Having long ago declared that he would not vote for McCain under any circumstances, Dobson has now decided to tackle Obama. Dobson has decided to argue with Obama on Biblical interpretation. He’s entitled, but in this case, I have to side with Obama:
Dobson reserved some of his harshest criticism for Obama’s argument that the religiously motivated must frame debates over issues like abortion not just in their own religion’s terms but in arguments accessible to all people.
Dobson counters that he has a right to argue for what he believes, which he does. So happens I believe it too. But Obama is right, if you want to be effective in the argument, you have to appeal to more than faith because a lot of people, in fact a majority of the nation, holds their faith differently than I or Dobson.
There is a difference between teaching and motivating the faithful and carrying the debate to the greater public.
In Other Arenas . . .
This has nothing to do with presidential politics, but it has a lot to do with LDS and Evangelical political involvement.
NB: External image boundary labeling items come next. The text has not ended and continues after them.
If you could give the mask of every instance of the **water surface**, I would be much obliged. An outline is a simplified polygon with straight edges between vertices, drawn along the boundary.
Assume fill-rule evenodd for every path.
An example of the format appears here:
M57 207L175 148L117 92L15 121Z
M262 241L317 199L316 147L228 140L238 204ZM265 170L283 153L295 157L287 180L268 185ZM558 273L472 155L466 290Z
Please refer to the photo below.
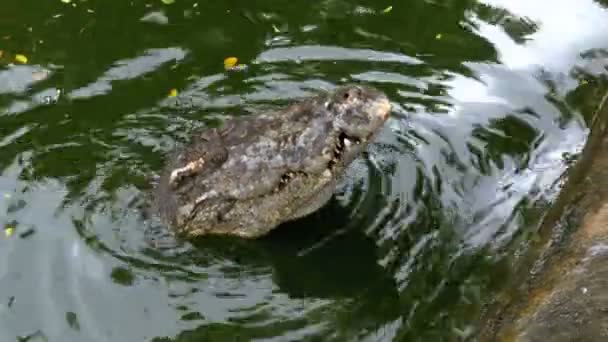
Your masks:
M511 248L585 142L607 11L591 0L3 4L0 340L474 333ZM224 70L228 56L247 69ZM318 213L258 241L195 244L141 215L151 177L192 130L346 82L382 89L394 110Z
Here in California we have had our Supreme Court redefine marriage for us, so we need to amend the constitution of the state to squelch a court that clearly does not listen to the people.
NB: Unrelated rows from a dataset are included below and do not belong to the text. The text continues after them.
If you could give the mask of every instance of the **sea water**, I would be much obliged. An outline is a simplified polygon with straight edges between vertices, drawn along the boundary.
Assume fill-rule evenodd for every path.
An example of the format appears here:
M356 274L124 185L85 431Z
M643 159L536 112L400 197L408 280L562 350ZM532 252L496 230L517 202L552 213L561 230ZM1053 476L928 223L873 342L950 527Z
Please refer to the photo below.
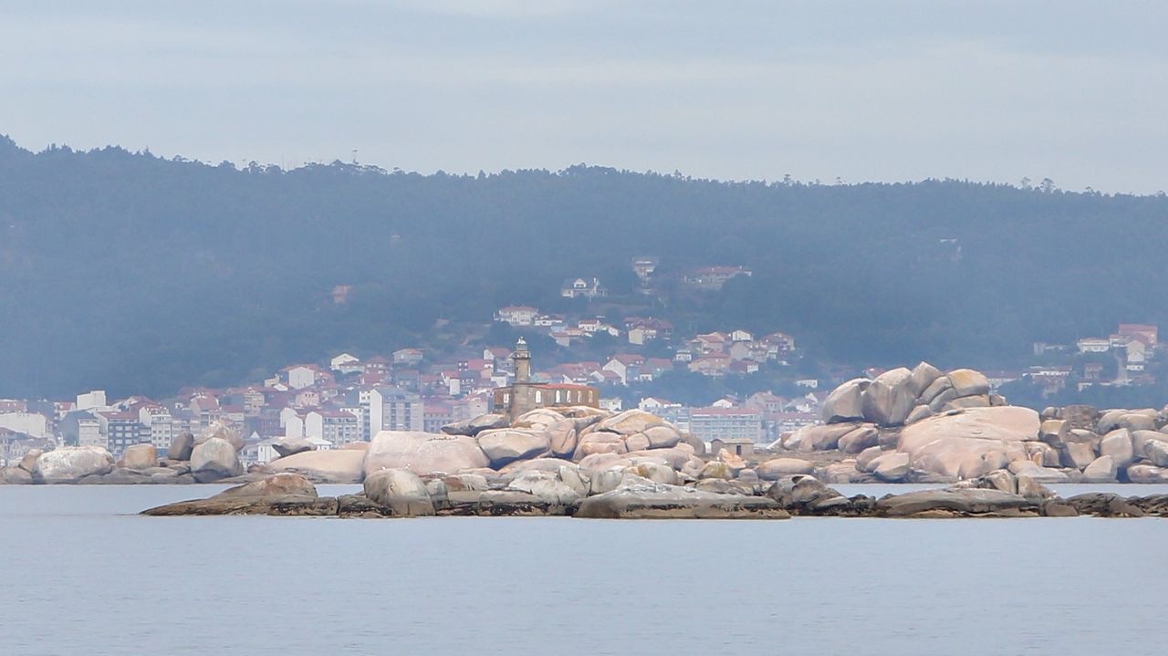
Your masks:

The Church of Jesus Christ of Latter-day Saints will participate with a “broad-based coalition of churches and other organizations” to promote the amendment, which will be on the Nov. 8 ballot.
But, will they be welcome? Check out this website designed to promote the amendment:
Dear Pastors, Friends and Christian Leaders
Let’s see, LDS does not have pastors and a lot of people do not consider them “Christian,” so this could get weird.
This is a natural issue to foster Evangelical and LDS cooperation, but will we?
This is also an issue that illustrates Dobson’s problem. Whether we are defending marriage either as Evangelicals or LDS, it is not, nor will it be enough, to carry the day by arguing from scripture on this one. In my experience, scriptural mandates are rooted in reason. It is that reason that we need to tap into.
Lowell adds: We have a copy of the letter that will be read across all LDS pulpits in California this Sunday. There is no daylight between the position expressed there and the views of any politically conservative Evangelical on same-sex marriage. My concern is not that the website addresses itself to Pastors, Friends and Christian Leaders; it is what those words mean. Are members and leaders of The Church of Jesus Christ of Latter-day Saints welcome on the pro-amendment effort?
For those who don’t know, the Church was the leader in getting Proposition 22 passed in 2000. It is unclear whether the Church will be just as active this time, but I do know that a member of the Quorum of Twelve Apostles was in California last week to discuss interfaith cooperation on the issue. I will bet that the Mormons will be allied with the Orthodox rabbis and the Catholic bishops, just as they were in 2000. Will Evangelicals join in with that group?
On Sunday I e-mailed ProtectMarriage.com and asked if Mormons are invited to paticipate in their effort. No response yet.